This isn't actually a um... real Alicorne story. It was an assignment for a class. We were doing cluster brainstorming, or something like that, to get story ideas, and this is what popped out. The thought that started it all, since I needed to wash clothes that day, was the word, "laundry." Don't ask. But, yeah, just so you know, this never actually happened in any real storyline.

The Way of the Aztecs

Tears and rain mixed on Alethea's face as she scrubbed her red-stained shirt in the dark, black waters of the East River. The crimson persisted its intrusion on the white material. She let out a shuddering breath and brought her hand up to wipe her plastered hair away from her eyes, leaving a streak of red across her cool, pale cheek. She dunked the shirt into the freezing water again and scrubbed it with red, raw hands. They had been such elegant hands. Now they were covered in blood, shaking from fear and the elements, and cracking with the cold. Still, the red stayed, would not leave. "If only I had some soap, some lye," she thought, then her frantic mind wandered again, "The Aztecs never needed lye. The blood from their sacrifices dripped down, down from the temples to the river and mixed with the water, swriling into a natural sort of liquid lye. They say those rivers were the best places to clean. But the blood is not helping now. It stays forever. It never comes out.
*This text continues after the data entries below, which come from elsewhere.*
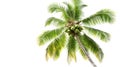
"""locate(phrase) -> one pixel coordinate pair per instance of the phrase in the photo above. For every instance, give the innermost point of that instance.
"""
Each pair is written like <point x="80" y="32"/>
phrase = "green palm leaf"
<point x="82" y="53"/>
<point x="58" y="8"/>
<point x="102" y="16"/>
<point x="91" y="45"/>
<point x="70" y="10"/>
<point x="71" y="46"/>
<point x="49" y="35"/>
<point x="104" y="36"/>
<point x="55" y="21"/>
<point x="55" y="47"/>
<point x="77" y="8"/>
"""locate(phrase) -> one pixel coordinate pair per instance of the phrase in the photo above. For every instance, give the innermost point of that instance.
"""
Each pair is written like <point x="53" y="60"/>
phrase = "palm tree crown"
<point x="71" y="31"/>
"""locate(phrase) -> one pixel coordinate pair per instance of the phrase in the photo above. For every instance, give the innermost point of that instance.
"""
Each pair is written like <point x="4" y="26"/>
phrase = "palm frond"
<point x="55" y="21"/>
<point x="55" y="47"/>
<point x="49" y="35"/>
<point x="70" y="10"/>
<point x="104" y="36"/>
<point x="71" y="46"/>
<point x="91" y="45"/>
<point x="77" y="8"/>
<point x="102" y="16"/>
<point x="82" y="53"/>
<point x="58" y="8"/>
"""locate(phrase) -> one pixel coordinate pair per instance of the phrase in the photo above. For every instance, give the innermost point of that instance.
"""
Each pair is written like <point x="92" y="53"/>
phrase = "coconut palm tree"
<point x="72" y="31"/>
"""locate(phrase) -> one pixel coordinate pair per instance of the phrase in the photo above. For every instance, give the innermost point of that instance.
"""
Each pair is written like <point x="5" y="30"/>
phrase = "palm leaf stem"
<point x="84" y="50"/>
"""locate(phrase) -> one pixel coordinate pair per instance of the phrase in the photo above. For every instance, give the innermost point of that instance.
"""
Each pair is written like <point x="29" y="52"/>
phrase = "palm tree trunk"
<point x="84" y="50"/>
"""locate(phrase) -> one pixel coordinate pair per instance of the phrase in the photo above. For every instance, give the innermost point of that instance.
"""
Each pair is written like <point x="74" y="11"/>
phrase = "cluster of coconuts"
<point x="75" y="29"/>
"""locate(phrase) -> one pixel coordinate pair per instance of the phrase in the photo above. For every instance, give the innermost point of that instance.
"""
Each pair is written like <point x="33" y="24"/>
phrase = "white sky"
<point x="21" y="21"/>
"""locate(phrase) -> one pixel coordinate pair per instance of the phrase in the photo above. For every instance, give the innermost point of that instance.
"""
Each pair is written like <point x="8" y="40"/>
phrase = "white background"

Not with all the scrubbing in the world. It stays."

She dropped the shirt and brought her shaking hands to her face, sobbing as she rocked her body. The blood would not come out.

'Pater noster, qui es in caelis.' She quieted and took deep gasping gulps of air as the familiar words began to run through her mind, 'sanctificetur nomen tuum, adveniat regnum tuum.' The stain, what about the stain? 'Fiat voluntas tua, sicut in caelo et in terra, Panem nostrum quotidianum da nobis hodie.' If only I had that magic water. 'Et dimitte nobis debita nostra, sicut et nos dimittimus debitoribus nostris.' But no, the blood cleaned away the stains . . . 'Et nos inducas in tentationem;' The blood of the sacrificed cleansed the stains . . . 'Sed libera nos a malo' It cleans away our sins . . 'In nomene Patris, et Filii, et Spiritus Sancti.'

She trembled and let the tears fall quietly. "Oh, Father, forgive me."